1. Bei Auflösung des Vereins oder bei Wegfall steuerbegünstigter Zwecke fällt das Vermögen des Vereins an eine inländische gemeinnützige deutsch-französische Institution, die das Vermögen im Sinne des bisherigen  Vereinszweckes verwenden soll.

2. Die Institution wird von der Mitgliederversammlung mit einfacher Mehrheit bestimmt.  Die Bestimmung bedarf der schriftlichen (§ 126 BGB) Zustimmung der Französischen Botschaft in der Bundesrepublik Deutschland sowie des Finanzamtes.

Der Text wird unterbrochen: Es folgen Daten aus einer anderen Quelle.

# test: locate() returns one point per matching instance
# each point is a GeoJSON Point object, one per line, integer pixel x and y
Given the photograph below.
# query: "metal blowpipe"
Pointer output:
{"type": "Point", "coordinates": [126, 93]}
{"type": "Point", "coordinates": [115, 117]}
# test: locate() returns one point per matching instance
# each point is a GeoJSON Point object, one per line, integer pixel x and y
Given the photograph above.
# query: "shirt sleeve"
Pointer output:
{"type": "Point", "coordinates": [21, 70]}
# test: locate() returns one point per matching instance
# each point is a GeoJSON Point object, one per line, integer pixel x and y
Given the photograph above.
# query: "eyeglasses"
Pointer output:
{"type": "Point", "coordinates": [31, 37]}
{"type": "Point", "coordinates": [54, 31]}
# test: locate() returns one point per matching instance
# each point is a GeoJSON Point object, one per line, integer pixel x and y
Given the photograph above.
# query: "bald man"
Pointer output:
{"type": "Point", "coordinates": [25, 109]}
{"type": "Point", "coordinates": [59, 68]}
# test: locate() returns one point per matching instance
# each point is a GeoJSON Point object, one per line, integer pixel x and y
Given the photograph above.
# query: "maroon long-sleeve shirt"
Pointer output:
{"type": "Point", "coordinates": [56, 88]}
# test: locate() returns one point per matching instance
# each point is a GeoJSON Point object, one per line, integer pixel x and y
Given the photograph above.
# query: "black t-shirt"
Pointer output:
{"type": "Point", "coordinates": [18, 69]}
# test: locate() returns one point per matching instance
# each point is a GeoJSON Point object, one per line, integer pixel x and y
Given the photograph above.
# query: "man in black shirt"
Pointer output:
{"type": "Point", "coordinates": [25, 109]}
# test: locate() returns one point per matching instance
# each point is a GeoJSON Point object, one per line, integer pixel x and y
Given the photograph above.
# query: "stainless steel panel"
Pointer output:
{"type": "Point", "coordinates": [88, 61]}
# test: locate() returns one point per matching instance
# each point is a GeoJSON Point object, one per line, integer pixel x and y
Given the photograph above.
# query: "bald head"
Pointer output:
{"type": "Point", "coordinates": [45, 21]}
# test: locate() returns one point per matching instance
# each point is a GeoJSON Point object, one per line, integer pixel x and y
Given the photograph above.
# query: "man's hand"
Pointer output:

§ 12 Übergangsvorschriften

Hinsichtlich der noch auf Grundlage der bisher geltenden Satzung bestimmten Mitglieder des Vorstands und des Kuratoriums gelten folgende  Übergangsvorschriften:

a) der gewählte Vorsitzende nach der bisher geltenden  Satzung wird Vorsitzender  (Präsident) nach der neuen Satzung;

b) der Schatzmeister nach der bisher geltenden Satzung wird Schatzmeister nach der neuen Satzung;

c) 1. Stellvertreter, 2. Stellvertreter und Schriftführer nach der bisher geltenden Satzung werden 1., 2, und 3. stellvertretende Vorsitzende (Vizepräsidenten) nach der neuen Satzung;

d) die Vorstandsmitglieder nach bisher geltender Satzung werden Mitglieder des Erweiterten Vorstands kraft Amtes (§ 9 Abs. 1a);

e) die zusätzlich gewählten ordentlichen Mitglieder des Kuratoriums nach bisher geltender Satzung verbleiben im Erweiterten Vorstand  (§ 9 Nr. 1 b)

f) die Mitglieder kraft Beitritts (vgl. § 4 Abs.4) nach der bisher geltenden Satzung scheiden aus dem Erweiterten Vorstand aus. Die Amtszeit von bisher gewählten Organen desVereins wird nicht berührt.